Моргунов тоже решил принять вертикальное положение и сделал это достаточно бодро.

– Я понятия не имею, Лев Иванович. О своей нынешней жизни она мало рассказывала. Только про то, что сдает комнату, и про частные уроки. Но теперь вы знаете, какой у нее был характер. Когда мы покупали вино в том магазине, она при мне успела поругаться с кассиром. Он пробил чек на другую сумму. Оказалось, что кто-то перепутал ценники. Неприятно, но не смертельно, правда? Но Алевтине так не показалось. Она оскорбила парня за кассой, назвав его тупым. Но ведь его вины не было, согласитесь? Я постарался об этом забыть, ведь мы так давно не виделись. Но я вот о чем подумал. Если Аля с такой легкостью идет на конфликт, то, может быть, кто-то не захотел с этим мириться? Ведь не все, как я или тот кассир, будут терпеть хамство?

– Что вы имеете в виду? – напрягся Гуров.

– Просто предполагаю, Лев Иванович, – пробормотал Моргунов. – Вам виднее. Пусть ее найдут. Больше мне нечего вам рассказать.

Гуров медленно пошел к выходу в коридор, внимательно рассматривая все, что попадалось по пути. Взгляд упал на бархатный футляр продолговатой формы. Что хранили в этой штуке раньше? Браслет? Наручные часы? Золотую ложку?

Да всё, что могло туда поместиться.

«А вдруг Голикова завелась не просто так? – В голове Гурова будто включился маленький моторчик. – Ведь это она помогла Моргунову перевезти предметы, стоимость которых потом удивила даже его. Значит, вещи представляли ценность не только для любителей старины, и Голикова была в курсе их стоимости. Однако она ничего не требует взамен, кроме как дать ей обещание не избавляться от коллекции. Что это? Та самая настоящая любовь?»

Задумавшись, Гуров застыл на месте, стоя спиной к Моргунову. Переводчик ждал от него какой-то реакции, но ее не было.

– Лев Иванович? – позвал Моргунов.

«Как ни крути, а все-таки это была контрабанда, которую, не зная того, покрывало советское консульство. Простая переводчица не могла бы провернуть это в одиночку. Был кто-то еще, кто помог с оформлением документов на вывоз коллекции. Оба-на. И где же его теперь искать?»

Гуров взял в руки футляр и попытался открыть. Крышка не поддавалась.
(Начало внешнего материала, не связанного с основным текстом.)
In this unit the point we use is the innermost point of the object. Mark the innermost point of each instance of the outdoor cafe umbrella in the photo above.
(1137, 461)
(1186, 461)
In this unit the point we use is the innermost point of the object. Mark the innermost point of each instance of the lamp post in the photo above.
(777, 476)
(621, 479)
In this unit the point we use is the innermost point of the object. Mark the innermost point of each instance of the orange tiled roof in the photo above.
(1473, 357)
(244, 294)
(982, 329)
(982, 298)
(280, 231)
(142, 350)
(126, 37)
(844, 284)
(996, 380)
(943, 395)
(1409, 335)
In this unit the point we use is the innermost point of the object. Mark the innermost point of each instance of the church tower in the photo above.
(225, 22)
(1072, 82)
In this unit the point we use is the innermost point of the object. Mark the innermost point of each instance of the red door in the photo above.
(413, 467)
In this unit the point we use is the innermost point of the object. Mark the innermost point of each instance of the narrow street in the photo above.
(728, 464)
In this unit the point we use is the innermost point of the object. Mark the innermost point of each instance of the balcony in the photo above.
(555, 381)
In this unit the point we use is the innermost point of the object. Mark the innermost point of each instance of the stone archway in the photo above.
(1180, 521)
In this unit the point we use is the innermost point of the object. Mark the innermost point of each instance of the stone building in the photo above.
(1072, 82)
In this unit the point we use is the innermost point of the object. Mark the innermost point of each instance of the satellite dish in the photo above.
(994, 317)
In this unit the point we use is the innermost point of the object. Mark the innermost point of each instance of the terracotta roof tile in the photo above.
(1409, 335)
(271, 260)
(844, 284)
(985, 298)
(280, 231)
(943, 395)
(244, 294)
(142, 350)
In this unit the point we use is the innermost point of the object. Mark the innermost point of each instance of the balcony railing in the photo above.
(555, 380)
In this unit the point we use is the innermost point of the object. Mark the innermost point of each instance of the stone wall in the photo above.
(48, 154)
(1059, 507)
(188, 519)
– Вижу, вам понравилась эта коробочка. Там замочек с секретом, – объяснил Моргунов. – Справа маленький гвоздик, который нужно потянуть в сторону. Именно он держит футляр закрытым. В таких раньше хранили сигары. Конкретно этот мне посчастливилось приобрести почти даром.

Гуров положил футляр на место и повернулся к Моргунову.

– Вы действительно избавились от всех предметов, которые привезли из Германии? – спросил он.

– Да, я распродал все.

– А фото не делали?

– Совершенно верно, фотографии где-то были, но я, боюсь, быстро их не найду.